Dev Notes

Software Development Resources by David Egan.

Reduce a Numerically Indexed Array to a Simple Array in PHP


PHP
David Egan

Reducing a numerically indexed multi-dimensional array to a simple array can be achieved easily by means of combining array_merge() with the ‘splat’ (...) operator.

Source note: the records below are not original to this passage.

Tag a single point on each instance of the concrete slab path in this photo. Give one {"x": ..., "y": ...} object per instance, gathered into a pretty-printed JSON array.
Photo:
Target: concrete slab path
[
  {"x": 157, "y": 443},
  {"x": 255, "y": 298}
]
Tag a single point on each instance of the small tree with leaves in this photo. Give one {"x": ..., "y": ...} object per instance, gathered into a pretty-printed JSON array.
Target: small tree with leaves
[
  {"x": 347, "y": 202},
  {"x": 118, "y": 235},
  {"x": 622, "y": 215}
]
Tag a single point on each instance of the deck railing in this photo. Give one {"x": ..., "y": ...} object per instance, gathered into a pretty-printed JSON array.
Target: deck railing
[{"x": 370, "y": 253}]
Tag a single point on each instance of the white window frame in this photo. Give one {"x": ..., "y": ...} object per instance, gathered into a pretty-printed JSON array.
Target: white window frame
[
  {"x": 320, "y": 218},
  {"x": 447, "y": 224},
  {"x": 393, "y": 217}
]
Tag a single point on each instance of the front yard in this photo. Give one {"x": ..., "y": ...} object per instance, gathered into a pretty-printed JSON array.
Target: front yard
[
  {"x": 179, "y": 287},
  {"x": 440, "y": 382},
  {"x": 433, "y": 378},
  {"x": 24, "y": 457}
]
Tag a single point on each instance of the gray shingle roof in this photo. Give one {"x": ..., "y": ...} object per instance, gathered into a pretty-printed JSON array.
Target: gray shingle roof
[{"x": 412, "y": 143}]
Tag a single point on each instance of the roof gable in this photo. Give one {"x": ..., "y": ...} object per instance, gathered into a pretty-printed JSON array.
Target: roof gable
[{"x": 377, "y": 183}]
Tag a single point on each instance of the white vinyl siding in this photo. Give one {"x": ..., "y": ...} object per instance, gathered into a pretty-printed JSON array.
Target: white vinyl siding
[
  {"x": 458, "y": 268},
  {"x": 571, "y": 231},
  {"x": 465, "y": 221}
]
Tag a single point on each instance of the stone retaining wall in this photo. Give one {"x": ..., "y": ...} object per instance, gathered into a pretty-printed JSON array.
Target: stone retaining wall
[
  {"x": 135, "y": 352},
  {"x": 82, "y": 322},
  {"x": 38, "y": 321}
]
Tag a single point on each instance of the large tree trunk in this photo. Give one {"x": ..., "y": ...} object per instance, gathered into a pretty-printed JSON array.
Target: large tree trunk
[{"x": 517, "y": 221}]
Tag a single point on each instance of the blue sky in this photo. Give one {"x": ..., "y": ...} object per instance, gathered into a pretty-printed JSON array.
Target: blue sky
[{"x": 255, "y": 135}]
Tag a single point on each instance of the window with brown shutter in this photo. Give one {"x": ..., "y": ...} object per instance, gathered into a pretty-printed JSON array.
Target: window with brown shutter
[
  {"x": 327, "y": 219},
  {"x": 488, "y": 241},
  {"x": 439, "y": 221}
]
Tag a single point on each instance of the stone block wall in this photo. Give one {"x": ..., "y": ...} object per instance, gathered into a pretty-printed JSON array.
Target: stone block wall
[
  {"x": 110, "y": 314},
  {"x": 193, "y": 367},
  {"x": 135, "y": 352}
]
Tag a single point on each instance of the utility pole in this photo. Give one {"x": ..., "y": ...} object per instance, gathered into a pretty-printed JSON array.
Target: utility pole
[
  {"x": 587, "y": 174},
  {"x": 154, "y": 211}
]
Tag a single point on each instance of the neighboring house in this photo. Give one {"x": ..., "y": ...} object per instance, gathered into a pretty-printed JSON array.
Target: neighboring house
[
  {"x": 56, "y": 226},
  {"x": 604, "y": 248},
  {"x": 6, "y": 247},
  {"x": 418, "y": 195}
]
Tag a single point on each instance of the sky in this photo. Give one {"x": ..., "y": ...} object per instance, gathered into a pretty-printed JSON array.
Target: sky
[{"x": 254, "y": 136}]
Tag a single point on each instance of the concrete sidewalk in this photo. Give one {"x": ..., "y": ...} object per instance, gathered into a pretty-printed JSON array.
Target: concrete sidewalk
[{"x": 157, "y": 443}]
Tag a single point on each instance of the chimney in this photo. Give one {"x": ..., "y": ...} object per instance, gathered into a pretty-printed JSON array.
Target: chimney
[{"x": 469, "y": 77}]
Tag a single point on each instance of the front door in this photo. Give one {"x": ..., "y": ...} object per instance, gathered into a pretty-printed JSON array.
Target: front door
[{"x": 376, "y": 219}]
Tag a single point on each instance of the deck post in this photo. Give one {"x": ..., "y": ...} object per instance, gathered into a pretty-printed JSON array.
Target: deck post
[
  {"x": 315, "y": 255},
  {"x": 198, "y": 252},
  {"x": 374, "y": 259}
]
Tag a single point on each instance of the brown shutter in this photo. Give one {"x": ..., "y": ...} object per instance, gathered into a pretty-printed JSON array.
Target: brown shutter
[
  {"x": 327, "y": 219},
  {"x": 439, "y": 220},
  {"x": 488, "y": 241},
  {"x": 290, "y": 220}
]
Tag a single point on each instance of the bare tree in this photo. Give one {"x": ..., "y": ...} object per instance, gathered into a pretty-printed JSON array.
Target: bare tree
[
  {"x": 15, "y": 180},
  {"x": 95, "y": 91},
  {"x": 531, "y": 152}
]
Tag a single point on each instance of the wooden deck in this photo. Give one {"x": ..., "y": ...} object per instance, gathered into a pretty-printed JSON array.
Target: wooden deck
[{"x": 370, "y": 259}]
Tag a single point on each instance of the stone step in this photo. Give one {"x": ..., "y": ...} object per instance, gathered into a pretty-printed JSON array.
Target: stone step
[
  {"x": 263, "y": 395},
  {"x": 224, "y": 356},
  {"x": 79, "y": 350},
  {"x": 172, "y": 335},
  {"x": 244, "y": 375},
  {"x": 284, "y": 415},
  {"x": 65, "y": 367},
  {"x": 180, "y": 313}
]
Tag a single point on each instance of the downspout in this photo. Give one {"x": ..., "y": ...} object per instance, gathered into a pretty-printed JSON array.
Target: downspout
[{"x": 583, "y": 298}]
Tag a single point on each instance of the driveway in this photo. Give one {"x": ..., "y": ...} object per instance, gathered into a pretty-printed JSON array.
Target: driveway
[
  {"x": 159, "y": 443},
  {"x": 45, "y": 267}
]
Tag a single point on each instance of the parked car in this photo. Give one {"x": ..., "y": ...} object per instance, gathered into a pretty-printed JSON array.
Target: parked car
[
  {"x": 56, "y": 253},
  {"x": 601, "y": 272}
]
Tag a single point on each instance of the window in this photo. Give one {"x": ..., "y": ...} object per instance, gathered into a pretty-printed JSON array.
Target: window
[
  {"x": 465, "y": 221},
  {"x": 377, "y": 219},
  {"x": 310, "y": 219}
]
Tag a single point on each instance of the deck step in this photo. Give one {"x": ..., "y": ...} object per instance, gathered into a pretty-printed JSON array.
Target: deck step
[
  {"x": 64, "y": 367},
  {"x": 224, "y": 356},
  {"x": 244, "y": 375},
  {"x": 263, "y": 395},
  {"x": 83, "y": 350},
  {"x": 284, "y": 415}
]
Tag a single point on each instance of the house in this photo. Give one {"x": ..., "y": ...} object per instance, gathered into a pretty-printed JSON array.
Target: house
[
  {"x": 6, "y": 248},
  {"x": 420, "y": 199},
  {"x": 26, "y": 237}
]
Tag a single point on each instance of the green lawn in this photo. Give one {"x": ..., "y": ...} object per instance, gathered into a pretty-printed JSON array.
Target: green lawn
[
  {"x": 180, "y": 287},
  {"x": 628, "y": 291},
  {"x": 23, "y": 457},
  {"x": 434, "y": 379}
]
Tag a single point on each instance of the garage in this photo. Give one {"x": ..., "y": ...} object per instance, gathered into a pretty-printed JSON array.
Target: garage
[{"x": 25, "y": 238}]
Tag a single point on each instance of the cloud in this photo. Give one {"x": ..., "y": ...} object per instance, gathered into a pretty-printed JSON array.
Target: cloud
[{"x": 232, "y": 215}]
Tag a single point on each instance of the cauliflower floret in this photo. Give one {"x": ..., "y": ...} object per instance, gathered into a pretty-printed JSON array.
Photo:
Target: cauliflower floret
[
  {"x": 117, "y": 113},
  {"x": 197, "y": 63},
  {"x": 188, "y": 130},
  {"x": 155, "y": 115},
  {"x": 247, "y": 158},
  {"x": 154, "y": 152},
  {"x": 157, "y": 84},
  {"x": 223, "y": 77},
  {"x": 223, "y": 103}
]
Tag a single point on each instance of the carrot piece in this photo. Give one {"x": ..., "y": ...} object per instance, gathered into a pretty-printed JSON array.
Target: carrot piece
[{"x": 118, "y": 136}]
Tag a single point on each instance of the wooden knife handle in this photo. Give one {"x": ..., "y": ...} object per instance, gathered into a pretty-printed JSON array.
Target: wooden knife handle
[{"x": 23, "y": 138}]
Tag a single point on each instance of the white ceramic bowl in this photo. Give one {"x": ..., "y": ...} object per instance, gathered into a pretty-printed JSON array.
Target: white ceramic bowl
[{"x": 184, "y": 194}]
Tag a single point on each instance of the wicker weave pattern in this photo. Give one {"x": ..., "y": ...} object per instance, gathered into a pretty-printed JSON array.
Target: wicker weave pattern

This uses the concept of argument unpacking. It can be really useful if you are starting with a numerically indexed array of arrays and you need to combine them into a single simple array of key-value pairs.

Starting Point

<?php
// The Array
$array = [
    ['key1' => 'val1', 'key2'=>'val2'],
    ['key3' => 'val3'],
    ['key4' => 'val4'],
    ['key5' => [
        'A' => 'foo',
        'B' => 'bar'
        ]
    ]
];

The output of var_dump($array) looks like this:

array (size=4)
  0 =>
    array (size=2)
      'key1' => string 'val1' (length=4)
      'key2' => string 'val2' (length=4)
  1 =>
    array (size=1)
      'key3' => string 'val3' (length=4)
  2 =>
    array (size=1)
      'key4' => string 'val4' (length=4)
  3 =>
    array (size=1)
      'key5' =>
        array (size=2)
          'A' => string 'foo' (length=3)
          'B' => string 'bar' (length=3)

Operation

Assuming that you’re using PHP version 5.6 and upwwards (and you should be), you can run the array through array_merge() using the ‘splat’ operator:

<?php
$newArray = array_merge(...$array));

As I understand it (please correct me via a comment if I have this wrong):

  • array_merge() accepts an initial array along with a variable list of arrays to merge.
  • Using the ‘splat’ operator tells PHP to unpack the input array into variables.
  • In our case, these variables are arrays, because the staring point was an array of arrays - so we’re passing multiple arrays into array_merge() for processing.
  • Because each variable is a singular array, they’re no longer numerically indexed.
  • array_merge() will merge the multiple arrays, and the output array is as associative array, indexed by the keys.

Result

The output of array_merge(...$array)); looks like this:

array (size=5)
  'key1' => string 'val1' (length=4)
  'key2' => string 'val2' (length=4)
  'key3' => string 'val3' (length=4)
  'key4' => string 'val4' (length=4)
  'key5' =>
    array (size=2)
      'A' => string 'foo' (length=3)
      'B' => string 'bar' (length=3)

Aside: Why Splat?

I don’t know if unpacking arguments is technically an “operation”, so ... may not really be an operator, and it doesn’t look like something that’s gone splat. I’ve read that the symbol for this is in Ruby “*”, and this is where the term originated.